I re-wrote the controller using the @lud’s example and guess what? It works out-of-the-box, like a charm.
curl -x "" localhost:4000/api/D3/env.ERA638.csv &> /dev/null
% Total % Received % Xferd Average Speed Time Time Time Current
Dload Upload Total Spent Left Speed
100 160M 0 160M 0 0 8198k 0 --:--:-- 0:00:20 --:--:-- 8141k
My only problem… I feel like a scum to copy/paste code made by others, without even understanding it. I never did that before.
In principle it is clear what @lud did but at the level of details it’s elusive to me. And this because of my level of understanding Elixir syntax/concepts.
You are not my teachers, ( @dimitarvp was right before) therefore I cannot ask you what this [?,,
does or why |> Stream.drop(1)
. I think you got the point, I have to find out myself.
Thank you all.
Q.T.
?,
means: "give me the codepoint of the comma (in this case it returns 44, which you can try on iex: iex> ?,
). You can read about the usages of IO data here: IO — Elixir v1.12.3
So this function does (as I understand it):
stream
# Take the first line from the CSV (since we used "skip_headers" this is the first line of data)
|> Stream.take(1)
# 1. Merge the headers of the csv with the data we just read into tuples of {HEADER, DATA}
# 2. Make a new map from that list of tuples
# 3. Encode the map as json and output it as io_data instead of as string
|> Stream.map(fn x -> Enum.zip(headers, x) |> Map.new() |> Jason.encode_to_iodata!() end)

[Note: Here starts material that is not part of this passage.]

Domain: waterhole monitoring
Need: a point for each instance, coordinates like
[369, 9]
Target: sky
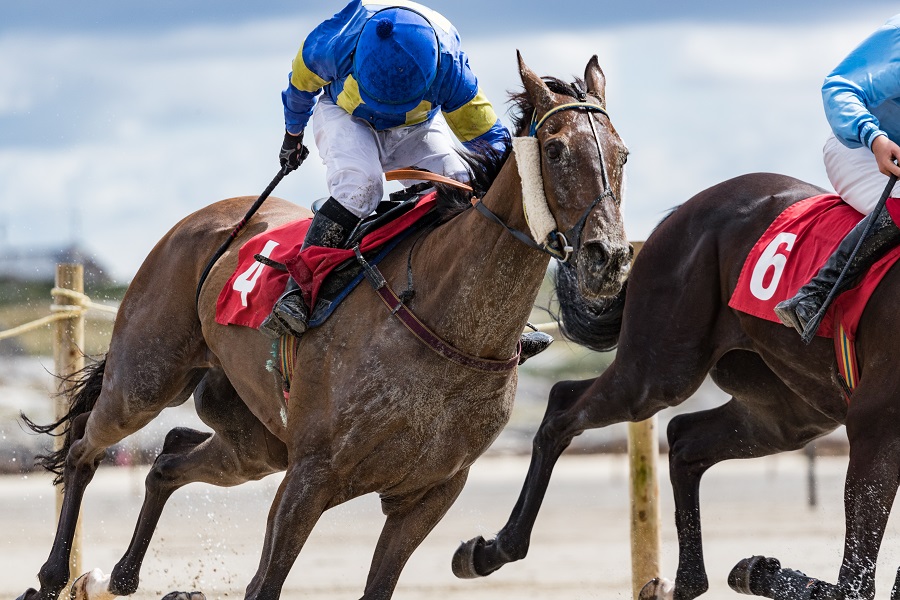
[118, 119]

# We now have a list of io_data lists, so something like: `[ [12, 31, 55], [13, 14, 99], ... ]`
# which goes as the first argument into Stream.concat/2
|> Stream.concat(
# The second argument to the concat function
stream
# But this time we remove the first line...
|> Stream.drop(1)
# ... map over _each other line_ in the csv...
|> Stream.map(fn x ->
# ... and then prepend it with a comma in codepoint format
[?,, Enum.zip(headers, x) |> Map.new() |> Jason.encode_to_iodata!()]
end)
)
All this will result in something like this {"hello": "world"}, {"hello": "foo"}, {"hello": "bar"}
(notice that we don’t have a comma at the first position?). The send_csv
function wraps that into [
and ]
which makes it a valid json array. This whole thing with the code points is probably done for performance reasons in this case and I personally have not had the need to use this form. This is relatively advanced stuff for a relatively advanced problem.
So please don’t beat yourself up about this. We’re all here to learn and to give back where we can! This forum, or rather it’s management and the people in it, might just be the best feature of Elixir in general - and that says a lot.
Awesome explanation, kudos.
Indeed I used "["
and "]"
for the brackets, and ?,
for the comma, it is not very consistent
I guess when sending a chunk I thought we send some content to the browser here, while building the JSON chunks I thought here we are building some IO data.
Also there is the Stream.intersperse/2
function that would make the whole code cleaner when inserting commas between records instead of using take(1)
and then drop(1)
.
The code would look simpler :
defp csv_stream(file) do
headers = headers(file)
file
|> File.stream!()
|> CSV.parse_stream(skip_headers: true)
|> Stream.map(fn x -> Enum.zip(headers, x) |> Map.new() |> Jason.encode_to_iodata!() end)
|> Stream.intersperse(",")
end
But note that for my 50 MB JSON it takes ~4s instead of ~3s. because you send each comma as its own chunk.